Architecture
How does it work¶
Sloth uses Prometheus rules to generate SLOs. Based on the generated recording and alert rules it creates a reliable and uniform SLO implementation:
stateDiagram-v2
direction LR
input: 1 Sloth spec
sloth: Sloth
output: N prometheus rules
input --> sloth
sloth --> output
state sloth {
direction LR
load: Load SLO Spec
metadata: Gen Metadata rules
slis: Gen SLI rules
alerts: Gen Alert rules
save: Out format
load --> metadata
load --> slis
load --> alerts
metadata --> save
slis --> save
alerts --> save
}
The Prometheus rules that Sloth generates, fall in 3 categories:
- SLIs: These rules are the base, they use the queries provided by the user to get a value used to show what is the error service level (availability). It creates multiple rules for different time windows, these different results will be used for the alerts.

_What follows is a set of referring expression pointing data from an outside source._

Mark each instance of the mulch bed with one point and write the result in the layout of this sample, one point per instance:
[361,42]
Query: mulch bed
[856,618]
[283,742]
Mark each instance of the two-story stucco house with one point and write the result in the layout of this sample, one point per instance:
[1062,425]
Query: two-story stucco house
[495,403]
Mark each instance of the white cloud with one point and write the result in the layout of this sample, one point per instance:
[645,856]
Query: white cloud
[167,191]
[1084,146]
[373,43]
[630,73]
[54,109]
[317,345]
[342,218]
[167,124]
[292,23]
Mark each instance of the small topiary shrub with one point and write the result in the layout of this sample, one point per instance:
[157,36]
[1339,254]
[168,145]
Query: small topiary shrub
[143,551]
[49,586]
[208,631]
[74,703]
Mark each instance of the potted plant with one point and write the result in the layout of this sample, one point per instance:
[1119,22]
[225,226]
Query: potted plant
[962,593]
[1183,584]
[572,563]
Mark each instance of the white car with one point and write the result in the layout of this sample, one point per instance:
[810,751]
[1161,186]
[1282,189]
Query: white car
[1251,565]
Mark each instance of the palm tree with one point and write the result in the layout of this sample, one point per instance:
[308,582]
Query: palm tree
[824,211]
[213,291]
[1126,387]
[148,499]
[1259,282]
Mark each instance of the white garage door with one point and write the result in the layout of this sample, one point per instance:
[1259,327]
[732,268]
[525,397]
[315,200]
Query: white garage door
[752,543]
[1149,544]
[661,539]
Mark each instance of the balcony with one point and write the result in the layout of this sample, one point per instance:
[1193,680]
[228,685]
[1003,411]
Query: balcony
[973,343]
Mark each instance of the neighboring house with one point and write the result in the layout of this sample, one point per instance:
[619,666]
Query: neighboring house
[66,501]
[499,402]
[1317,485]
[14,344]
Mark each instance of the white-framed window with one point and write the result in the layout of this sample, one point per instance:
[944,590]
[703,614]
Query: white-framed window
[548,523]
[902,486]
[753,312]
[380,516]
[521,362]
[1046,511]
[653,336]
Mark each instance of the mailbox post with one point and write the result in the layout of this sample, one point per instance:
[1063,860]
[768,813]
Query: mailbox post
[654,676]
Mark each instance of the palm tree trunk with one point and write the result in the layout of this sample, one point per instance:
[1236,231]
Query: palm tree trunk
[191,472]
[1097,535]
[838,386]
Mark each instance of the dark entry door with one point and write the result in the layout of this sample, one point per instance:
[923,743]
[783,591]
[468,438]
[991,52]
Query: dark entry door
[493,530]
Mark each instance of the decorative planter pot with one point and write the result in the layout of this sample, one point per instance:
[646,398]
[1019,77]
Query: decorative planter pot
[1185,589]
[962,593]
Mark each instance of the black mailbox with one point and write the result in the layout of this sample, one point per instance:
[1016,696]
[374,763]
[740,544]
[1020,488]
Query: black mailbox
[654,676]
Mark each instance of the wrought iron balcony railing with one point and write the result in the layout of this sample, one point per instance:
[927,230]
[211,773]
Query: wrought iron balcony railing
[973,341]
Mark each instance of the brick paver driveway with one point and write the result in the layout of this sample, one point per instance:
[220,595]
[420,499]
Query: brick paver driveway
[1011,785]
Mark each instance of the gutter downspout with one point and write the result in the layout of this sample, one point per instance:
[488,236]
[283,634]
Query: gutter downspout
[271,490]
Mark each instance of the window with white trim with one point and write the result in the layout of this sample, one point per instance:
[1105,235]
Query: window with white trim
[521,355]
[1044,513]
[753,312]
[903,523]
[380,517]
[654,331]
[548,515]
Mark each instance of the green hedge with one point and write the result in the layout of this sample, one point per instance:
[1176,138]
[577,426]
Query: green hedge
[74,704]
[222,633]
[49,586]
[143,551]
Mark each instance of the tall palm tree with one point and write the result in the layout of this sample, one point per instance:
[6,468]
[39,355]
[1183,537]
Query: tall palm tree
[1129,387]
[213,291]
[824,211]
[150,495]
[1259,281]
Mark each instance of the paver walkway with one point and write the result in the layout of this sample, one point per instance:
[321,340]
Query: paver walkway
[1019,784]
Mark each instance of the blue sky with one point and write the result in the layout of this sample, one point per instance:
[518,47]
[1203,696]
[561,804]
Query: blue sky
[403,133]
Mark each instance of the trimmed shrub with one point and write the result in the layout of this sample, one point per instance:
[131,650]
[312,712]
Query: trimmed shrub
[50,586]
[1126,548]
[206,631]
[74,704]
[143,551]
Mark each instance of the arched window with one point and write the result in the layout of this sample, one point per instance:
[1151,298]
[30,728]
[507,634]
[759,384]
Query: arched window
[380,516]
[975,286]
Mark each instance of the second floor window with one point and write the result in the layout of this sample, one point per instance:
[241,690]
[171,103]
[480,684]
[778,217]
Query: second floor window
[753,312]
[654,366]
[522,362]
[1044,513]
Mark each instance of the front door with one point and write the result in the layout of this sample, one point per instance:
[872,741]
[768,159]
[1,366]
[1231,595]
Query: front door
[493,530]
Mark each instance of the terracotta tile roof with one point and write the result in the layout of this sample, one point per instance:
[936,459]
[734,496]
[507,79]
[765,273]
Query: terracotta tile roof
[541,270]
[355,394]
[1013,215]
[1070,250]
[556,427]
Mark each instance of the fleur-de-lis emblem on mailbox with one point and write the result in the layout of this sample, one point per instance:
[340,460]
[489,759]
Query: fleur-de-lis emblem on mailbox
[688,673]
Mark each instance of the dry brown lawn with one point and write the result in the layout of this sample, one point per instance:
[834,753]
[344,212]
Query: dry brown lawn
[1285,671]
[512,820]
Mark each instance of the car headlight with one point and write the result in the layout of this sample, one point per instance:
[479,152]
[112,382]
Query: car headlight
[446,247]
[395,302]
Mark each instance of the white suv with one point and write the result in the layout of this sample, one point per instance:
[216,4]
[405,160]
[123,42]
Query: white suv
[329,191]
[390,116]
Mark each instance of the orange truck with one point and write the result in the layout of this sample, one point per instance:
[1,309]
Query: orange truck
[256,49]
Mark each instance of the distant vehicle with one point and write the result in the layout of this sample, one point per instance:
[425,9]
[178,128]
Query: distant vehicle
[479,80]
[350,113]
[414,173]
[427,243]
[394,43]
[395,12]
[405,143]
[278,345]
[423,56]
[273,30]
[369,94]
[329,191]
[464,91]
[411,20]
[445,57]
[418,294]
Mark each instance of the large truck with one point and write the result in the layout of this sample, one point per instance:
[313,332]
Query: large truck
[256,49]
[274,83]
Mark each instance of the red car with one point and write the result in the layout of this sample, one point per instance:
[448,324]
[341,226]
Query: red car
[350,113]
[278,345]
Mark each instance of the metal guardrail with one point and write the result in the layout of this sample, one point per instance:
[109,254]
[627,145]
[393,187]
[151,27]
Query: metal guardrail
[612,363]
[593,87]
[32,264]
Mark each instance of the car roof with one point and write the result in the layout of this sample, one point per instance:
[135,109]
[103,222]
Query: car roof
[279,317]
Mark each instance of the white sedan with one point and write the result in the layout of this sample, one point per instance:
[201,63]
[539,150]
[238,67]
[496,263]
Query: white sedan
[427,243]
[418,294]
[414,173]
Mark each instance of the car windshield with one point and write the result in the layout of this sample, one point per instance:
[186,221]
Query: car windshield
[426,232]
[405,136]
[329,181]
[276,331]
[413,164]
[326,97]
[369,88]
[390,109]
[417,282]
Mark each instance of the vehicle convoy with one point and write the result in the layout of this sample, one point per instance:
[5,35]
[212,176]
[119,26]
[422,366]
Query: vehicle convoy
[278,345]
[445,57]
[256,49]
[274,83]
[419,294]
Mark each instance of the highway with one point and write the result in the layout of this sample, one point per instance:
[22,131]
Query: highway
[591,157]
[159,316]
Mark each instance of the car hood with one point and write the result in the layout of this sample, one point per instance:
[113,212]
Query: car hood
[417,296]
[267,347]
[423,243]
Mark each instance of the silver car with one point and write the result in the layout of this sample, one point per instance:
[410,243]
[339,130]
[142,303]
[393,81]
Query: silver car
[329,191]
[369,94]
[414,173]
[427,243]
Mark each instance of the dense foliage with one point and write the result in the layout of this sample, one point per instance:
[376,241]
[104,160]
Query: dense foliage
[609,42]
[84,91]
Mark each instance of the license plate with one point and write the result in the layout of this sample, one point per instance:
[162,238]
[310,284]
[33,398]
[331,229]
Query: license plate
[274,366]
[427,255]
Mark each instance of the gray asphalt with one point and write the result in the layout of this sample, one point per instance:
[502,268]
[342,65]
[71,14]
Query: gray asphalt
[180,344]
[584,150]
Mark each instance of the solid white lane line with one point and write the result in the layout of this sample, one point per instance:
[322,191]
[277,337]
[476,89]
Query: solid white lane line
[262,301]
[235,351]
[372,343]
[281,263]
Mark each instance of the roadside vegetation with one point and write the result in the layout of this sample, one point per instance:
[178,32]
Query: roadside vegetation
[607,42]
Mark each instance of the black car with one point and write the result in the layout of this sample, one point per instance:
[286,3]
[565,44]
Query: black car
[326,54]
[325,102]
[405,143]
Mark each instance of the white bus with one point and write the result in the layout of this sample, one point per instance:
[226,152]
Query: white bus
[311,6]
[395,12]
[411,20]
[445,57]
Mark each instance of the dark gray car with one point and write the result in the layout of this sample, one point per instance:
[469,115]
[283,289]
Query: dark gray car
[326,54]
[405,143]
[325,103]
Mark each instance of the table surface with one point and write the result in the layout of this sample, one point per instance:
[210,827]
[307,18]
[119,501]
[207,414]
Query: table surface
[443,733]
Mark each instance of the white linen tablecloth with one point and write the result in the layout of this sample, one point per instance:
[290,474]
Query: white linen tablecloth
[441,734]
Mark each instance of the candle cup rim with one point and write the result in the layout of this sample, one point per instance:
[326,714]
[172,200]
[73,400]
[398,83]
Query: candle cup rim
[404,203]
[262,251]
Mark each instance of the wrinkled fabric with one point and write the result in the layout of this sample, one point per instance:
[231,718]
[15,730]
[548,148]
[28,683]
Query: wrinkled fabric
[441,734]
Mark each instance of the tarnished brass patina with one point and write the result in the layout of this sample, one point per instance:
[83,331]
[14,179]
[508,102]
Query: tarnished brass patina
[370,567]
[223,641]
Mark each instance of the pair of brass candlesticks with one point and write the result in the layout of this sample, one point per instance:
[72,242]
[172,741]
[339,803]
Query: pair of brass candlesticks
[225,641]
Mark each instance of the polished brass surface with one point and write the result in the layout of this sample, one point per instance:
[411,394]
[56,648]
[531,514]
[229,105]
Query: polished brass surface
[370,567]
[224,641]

- Metadata: These are used as informative metrics, like the remaining error budget, the SLO objective percent... These are very handy for SLO visualization, e.g Grafana dashboard.
- Alerts: These are the multiwindow-multiburn alerts that are based on the SLI rules.
Sloth will take the service level spec and for each SLO in the spec will create 3 rule groups with the above categories.
Metrics¶
The Sloth generated rules will share the same metric name across SLOs. However the labels are the key to identify the different services, SLO... This is how we obtain a uniform way of describing all the SLOs across different teams and services.
To get all the available metric names created by Sloth, use this query:
Alerts¶
Sloth SLO alerts use multiwindow-multiburn method. It will generate 2 types of alerts:
- Critical/page: Pay attention right now.
- Warning/ticket: Take into account, however is not urgent.
Using 4 different alerts across different time window periods:
- Critical/Page in short time window: Very very high rate of burning budget.
- Critical/Page in medium time window: High rate rate of burning budget.
- Warning/Ticket in medium time window: Constant normal rate of burning budget.
- Warning/Ticket in long time window: Constant low rate of burning budget.
Sloth doesn't trigger/generate the alerts itself, Prometheus will by using Sloth generated alerting rules. Normally something connected with Prometheus (like alertmanager) will trigger these alerts notifications (e.g Slack, Pagerduty...).